I missed this space in the world wide web where I can share my story.

The truth is, after almost two years of having a blog, I am still having a hard time on what to share, what to write about, how to write it, and everything that has to do with blogging. I even had my share of taking a course on writing/blogging, with a heart. I even read books on writing (some quarter-read to half-read books). And yet, here I am, feeling stuck.

I think the word ‘stuck’ is somewhat overly used in the creative world.

I remember reading online or in a book wherein the artist shared his/her belief that ‘being stuck’ is no true. Not the exact words, but he/she said, “We are never stuck. We only don’t do or show up that is why we are feeling stuck.”

Makes a lot sense to me.

Guilty here.

Maybe, I was not writing as often as I should be to find my writing voice. Maybe, I am too afraid to be and look imperfect to publish something that is not as good as “what I know” good looks like or should be. Maybe because, I do not yet formed a system that will help me write + publish on a daily basis (and what makes me think that I can and should have already have a system before hitting the publish button). Maybe it is because I am the Procrastination Queen.

Maybe. Maybe. Maybe…

And in those maybes, I noticed, lies the answers.

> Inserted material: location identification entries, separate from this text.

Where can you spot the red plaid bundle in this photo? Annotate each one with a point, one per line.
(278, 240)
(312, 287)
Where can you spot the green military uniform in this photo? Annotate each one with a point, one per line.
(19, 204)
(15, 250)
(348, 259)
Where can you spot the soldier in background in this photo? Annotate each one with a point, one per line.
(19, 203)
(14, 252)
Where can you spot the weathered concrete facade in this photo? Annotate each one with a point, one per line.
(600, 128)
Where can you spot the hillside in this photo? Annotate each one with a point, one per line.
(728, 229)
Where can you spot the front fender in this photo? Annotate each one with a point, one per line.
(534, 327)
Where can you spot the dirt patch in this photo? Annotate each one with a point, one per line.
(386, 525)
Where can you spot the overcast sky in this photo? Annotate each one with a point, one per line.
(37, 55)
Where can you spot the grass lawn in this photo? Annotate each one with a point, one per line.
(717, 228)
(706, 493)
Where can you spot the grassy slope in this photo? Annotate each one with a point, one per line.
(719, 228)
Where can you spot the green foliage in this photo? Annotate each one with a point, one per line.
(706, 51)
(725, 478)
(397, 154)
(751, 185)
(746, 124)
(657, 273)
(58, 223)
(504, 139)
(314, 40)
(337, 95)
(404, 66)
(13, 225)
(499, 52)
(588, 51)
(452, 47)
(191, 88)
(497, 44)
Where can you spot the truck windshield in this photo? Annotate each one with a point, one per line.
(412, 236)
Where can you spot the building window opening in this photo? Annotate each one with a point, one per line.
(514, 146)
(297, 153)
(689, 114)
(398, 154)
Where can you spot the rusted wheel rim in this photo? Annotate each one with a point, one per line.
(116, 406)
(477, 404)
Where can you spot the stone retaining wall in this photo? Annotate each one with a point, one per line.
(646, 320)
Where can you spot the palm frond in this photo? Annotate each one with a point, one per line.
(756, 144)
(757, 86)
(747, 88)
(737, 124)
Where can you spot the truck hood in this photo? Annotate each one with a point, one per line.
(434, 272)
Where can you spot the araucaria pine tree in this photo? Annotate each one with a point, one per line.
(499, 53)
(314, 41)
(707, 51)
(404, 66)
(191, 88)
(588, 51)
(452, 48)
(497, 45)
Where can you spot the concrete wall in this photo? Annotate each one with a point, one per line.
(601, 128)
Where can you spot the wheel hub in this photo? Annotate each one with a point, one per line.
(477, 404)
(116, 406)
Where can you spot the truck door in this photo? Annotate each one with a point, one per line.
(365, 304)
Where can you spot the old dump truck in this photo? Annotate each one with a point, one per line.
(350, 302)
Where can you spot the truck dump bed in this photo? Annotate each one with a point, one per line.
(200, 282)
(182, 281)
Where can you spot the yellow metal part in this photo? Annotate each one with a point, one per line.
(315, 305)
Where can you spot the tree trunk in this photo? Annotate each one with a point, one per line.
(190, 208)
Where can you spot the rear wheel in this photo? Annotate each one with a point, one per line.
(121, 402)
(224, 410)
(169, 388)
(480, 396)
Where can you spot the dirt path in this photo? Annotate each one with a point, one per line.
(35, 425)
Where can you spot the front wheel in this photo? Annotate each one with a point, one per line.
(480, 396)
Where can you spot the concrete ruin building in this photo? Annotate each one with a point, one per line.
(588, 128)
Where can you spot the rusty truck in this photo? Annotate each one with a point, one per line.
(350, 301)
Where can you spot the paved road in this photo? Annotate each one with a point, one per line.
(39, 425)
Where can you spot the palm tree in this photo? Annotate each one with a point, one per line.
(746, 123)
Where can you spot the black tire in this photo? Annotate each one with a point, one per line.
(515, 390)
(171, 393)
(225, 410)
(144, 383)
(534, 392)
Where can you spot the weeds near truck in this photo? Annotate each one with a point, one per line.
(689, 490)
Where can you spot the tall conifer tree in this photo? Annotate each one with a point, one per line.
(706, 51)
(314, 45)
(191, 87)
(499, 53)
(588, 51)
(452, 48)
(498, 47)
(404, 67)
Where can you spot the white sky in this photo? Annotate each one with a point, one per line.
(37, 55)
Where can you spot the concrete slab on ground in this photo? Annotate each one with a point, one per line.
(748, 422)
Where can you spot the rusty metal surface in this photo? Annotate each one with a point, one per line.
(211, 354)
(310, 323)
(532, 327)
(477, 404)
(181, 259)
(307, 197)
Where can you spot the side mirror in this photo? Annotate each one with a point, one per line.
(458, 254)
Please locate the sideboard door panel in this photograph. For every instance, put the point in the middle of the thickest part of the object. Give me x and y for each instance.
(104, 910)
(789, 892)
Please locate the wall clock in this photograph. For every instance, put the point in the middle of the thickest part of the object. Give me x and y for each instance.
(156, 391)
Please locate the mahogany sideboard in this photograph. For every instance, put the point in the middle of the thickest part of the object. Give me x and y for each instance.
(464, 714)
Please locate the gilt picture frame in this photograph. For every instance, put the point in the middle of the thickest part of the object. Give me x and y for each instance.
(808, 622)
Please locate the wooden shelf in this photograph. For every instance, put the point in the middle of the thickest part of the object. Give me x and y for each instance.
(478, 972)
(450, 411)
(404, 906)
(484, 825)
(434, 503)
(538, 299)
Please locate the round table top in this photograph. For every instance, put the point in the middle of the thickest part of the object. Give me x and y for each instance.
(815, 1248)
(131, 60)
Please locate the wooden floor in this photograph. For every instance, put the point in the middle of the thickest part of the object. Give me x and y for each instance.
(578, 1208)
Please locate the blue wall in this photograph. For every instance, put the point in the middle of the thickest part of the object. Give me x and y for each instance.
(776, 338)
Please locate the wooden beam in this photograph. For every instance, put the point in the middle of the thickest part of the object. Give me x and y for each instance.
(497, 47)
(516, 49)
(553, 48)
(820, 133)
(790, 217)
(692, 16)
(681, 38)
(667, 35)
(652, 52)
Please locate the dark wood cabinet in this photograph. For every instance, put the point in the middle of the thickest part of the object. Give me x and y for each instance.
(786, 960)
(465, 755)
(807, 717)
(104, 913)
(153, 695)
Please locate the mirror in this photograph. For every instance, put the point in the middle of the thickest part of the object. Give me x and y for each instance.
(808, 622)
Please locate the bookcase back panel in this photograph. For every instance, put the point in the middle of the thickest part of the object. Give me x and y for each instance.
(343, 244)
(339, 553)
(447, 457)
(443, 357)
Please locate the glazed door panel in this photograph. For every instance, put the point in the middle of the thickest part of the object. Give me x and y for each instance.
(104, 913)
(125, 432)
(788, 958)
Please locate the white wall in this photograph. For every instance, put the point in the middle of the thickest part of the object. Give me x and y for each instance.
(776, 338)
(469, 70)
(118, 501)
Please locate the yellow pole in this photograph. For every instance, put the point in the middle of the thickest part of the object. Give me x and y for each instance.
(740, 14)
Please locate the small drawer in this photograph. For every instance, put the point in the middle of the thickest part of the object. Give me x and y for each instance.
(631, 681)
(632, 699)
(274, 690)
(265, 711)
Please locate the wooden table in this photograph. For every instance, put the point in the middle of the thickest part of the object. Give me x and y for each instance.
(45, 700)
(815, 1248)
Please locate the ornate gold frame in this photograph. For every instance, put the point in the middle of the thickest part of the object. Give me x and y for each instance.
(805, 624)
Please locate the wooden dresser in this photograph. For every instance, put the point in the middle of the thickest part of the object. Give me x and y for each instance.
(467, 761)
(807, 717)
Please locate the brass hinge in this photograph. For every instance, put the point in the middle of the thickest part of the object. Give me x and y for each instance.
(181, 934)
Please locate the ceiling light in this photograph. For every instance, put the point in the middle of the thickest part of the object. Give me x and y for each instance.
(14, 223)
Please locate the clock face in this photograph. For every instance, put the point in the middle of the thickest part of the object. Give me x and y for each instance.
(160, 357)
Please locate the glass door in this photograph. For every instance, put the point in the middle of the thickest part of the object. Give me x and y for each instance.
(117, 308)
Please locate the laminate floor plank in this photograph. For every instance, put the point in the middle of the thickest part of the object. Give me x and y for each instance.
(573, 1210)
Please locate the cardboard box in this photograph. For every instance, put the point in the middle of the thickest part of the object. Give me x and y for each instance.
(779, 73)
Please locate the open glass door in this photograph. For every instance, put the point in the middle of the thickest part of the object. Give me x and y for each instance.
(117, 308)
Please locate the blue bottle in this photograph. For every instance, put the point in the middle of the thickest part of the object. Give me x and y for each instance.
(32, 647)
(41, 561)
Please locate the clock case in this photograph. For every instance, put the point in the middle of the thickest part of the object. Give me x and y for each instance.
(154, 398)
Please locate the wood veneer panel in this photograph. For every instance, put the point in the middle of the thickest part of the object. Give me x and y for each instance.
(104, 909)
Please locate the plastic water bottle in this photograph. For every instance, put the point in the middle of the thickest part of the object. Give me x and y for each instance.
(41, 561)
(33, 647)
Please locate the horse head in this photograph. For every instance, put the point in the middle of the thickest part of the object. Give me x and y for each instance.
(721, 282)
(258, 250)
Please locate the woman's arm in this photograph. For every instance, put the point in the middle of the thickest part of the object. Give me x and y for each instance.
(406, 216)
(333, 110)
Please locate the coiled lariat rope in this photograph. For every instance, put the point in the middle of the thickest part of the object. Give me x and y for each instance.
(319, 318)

If I change all the ‘maybes’ into ‘the truth is,’ then I know I will see where this long hiatus is coming from.

The truth is, I was not writing as often as I should be to find my writing voice. The truth is, I am too afraid to be and look imperfect to publish something that is not as good as “what I know” good looks like or should be. The truth is, I do not yet formed a system that will help me write + publish on a daily basis (and what makes me think that I can and should have already have a system before hitting the publish button). The truth is I am the Procrastination Queen.